My point? It's inhuman. Uncle Tito has a half simile-- he doesn't really know wtf to do. But the President is supposedly making a condolence call. Can you imagine going to a wake or other occasion of mourning where both parents of a small child were suddenly killed, and being all smiles and thumbs up at such an occasion? It isn't human. And this is my point: this "man" connects so seamlessly with about 2 in 5 Americans (that's all-- his approval seems to oscillate between the mid to high 30's and the low to mid 40's, never more, never less) because he is a mirror. This cohort of the USA population is sufficiently angry all the time to find that this... damaged person, who they see as everything they admire-- a rich, arrogant, television star... represents them better than anyone in their memory (at least since the movie actor Ronald Reagan, from whom the "make America great again" line was stolen).
My point is simply that American elections have become referenda on incumbents, and turnout contests. In 2016, the incumbent Barack Obama was popular, but as with Bill Clinton in 2000, his popularity was not transferable.
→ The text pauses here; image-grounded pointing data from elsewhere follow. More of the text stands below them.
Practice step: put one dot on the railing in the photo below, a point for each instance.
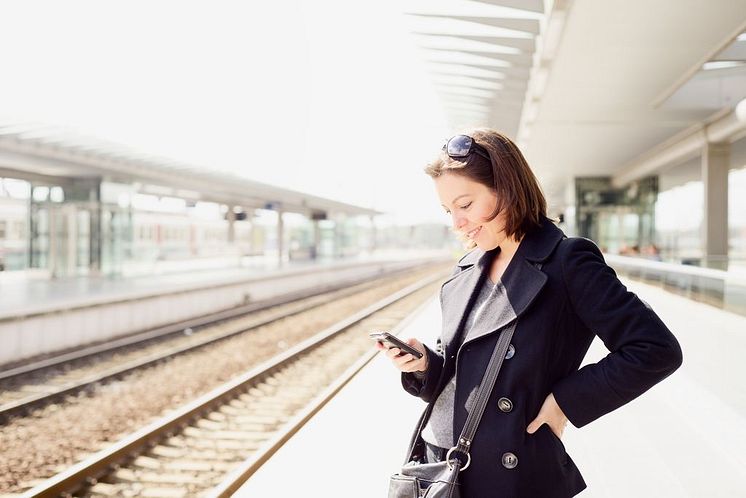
(726, 290)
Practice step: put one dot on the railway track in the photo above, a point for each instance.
(212, 445)
(28, 387)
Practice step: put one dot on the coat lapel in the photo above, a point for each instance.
(522, 282)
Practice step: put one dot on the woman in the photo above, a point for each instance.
(561, 293)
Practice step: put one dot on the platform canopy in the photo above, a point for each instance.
(48, 155)
(591, 87)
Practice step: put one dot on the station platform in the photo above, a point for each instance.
(685, 437)
(24, 293)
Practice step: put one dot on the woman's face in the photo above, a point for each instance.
(470, 204)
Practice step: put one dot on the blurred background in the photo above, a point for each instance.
(134, 136)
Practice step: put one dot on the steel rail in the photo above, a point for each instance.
(93, 467)
(27, 403)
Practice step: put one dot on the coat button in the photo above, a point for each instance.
(510, 353)
(505, 405)
(510, 461)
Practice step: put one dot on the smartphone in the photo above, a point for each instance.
(391, 341)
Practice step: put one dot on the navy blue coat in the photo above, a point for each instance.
(560, 306)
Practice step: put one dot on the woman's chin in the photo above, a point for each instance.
(484, 245)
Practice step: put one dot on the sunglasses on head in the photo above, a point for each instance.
(461, 146)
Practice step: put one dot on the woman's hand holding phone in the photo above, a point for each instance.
(406, 362)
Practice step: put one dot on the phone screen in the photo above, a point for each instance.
(391, 341)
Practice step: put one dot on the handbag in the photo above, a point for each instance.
(440, 479)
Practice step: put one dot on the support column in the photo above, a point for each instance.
(316, 240)
(373, 233)
(231, 217)
(280, 238)
(715, 163)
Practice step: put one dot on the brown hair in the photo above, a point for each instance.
(507, 174)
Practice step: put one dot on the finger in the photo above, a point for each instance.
(534, 425)
(403, 359)
(393, 352)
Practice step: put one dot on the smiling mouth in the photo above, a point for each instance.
(473, 233)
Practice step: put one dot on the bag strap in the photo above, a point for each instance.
(485, 388)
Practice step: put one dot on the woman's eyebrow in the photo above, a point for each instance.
(457, 198)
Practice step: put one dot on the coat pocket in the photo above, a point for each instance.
(555, 444)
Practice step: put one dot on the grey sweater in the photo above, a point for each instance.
(439, 430)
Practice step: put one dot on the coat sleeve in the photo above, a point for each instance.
(642, 349)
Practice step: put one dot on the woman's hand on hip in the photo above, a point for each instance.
(550, 414)
(406, 362)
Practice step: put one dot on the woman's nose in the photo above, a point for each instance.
(458, 221)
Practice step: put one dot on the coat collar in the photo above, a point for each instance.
(536, 246)
(522, 281)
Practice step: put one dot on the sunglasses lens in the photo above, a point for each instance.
(459, 146)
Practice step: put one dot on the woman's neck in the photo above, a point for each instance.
(508, 248)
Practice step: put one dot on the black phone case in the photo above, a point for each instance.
(396, 342)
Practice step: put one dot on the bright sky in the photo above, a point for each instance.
(329, 97)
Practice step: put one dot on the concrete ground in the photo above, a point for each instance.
(686, 437)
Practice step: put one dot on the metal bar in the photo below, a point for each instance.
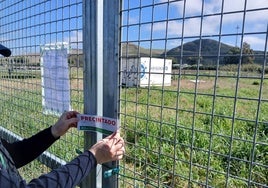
(90, 78)
(110, 72)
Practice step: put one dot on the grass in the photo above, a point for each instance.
(184, 135)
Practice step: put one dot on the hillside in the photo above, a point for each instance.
(209, 52)
(190, 51)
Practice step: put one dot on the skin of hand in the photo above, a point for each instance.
(66, 121)
(109, 149)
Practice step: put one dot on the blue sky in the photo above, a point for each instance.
(149, 23)
(231, 15)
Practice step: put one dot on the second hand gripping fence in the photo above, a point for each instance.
(187, 79)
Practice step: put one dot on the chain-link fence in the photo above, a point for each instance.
(27, 27)
(193, 87)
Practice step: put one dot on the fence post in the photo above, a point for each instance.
(100, 48)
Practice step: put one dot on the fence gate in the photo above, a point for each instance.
(186, 78)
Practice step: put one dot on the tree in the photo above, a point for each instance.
(233, 55)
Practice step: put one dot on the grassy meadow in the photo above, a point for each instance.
(213, 132)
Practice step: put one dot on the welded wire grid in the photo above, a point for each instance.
(209, 127)
(26, 26)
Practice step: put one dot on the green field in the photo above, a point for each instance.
(189, 132)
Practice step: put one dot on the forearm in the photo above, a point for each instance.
(68, 175)
(24, 151)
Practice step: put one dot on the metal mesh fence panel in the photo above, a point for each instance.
(205, 122)
(193, 79)
(26, 27)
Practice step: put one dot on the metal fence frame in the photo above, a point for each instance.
(104, 93)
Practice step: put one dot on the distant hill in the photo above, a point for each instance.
(189, 51)
(209, 51)
(132, 50)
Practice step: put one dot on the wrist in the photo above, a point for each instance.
(54, 132)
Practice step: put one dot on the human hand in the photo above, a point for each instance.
(66, 121)
(109, 149)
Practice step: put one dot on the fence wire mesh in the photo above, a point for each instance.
(26, 26)
(207, 126)
(200, 121)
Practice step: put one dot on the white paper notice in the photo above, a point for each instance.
(94, 123)
(55, 79)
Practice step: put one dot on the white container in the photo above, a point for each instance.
(146, 71)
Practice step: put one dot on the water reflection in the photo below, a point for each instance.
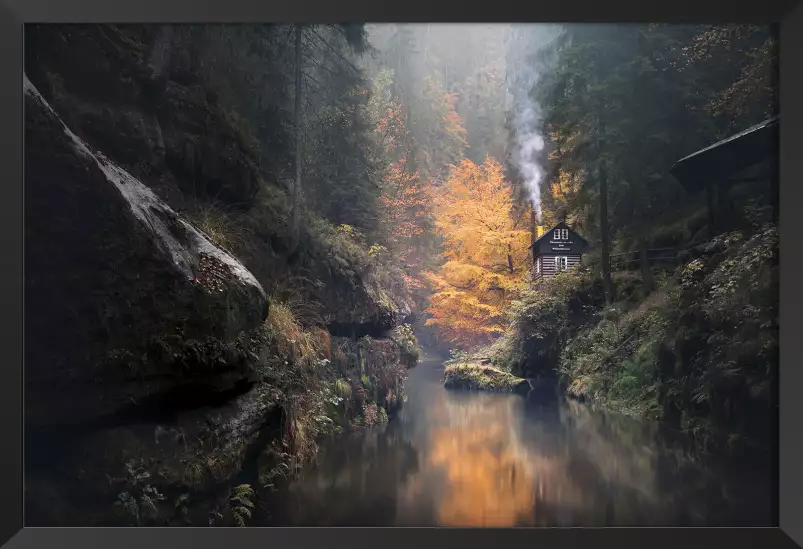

Hillary Clinton did turn out 3 million more voters, but in the stupid and atavistic "electoral college," did not turn them out in the right places, and lost the election. She was not a particularly inspiring candidate, of course, and failed to even appear in two of the three critical Great Lakes states she unexpectedly lost (and as I can attest personally, from having worked in Philadelphia on election day in 2016) she did not have a particularly good "ground game" either. But the media allowed the election to become hijacked over issues of her corruption, allowing a likely Russian asset with a vast record of dubious financial transactions and other... crap.... into the White House.
Well, here we are. That isn't the issue anymore. That he is a racist monster hellbent on spewing the kind of eliminationist rhetoric that often accompanies genocides, and he is doing this in a racially diverse country where too many of the 70% or so who are white people feel "threatened" by the dark people (and easily activated by hate speech)... this is the issue.
It is the only issue. And Dems taking each other on about what they voted on 40 years ago isn't necessarily the best way to deal with this. Pointing out that there is a racist monster in the White House who has to be removed at all cost... that would be a pretty good pitch. Just speaking for me only.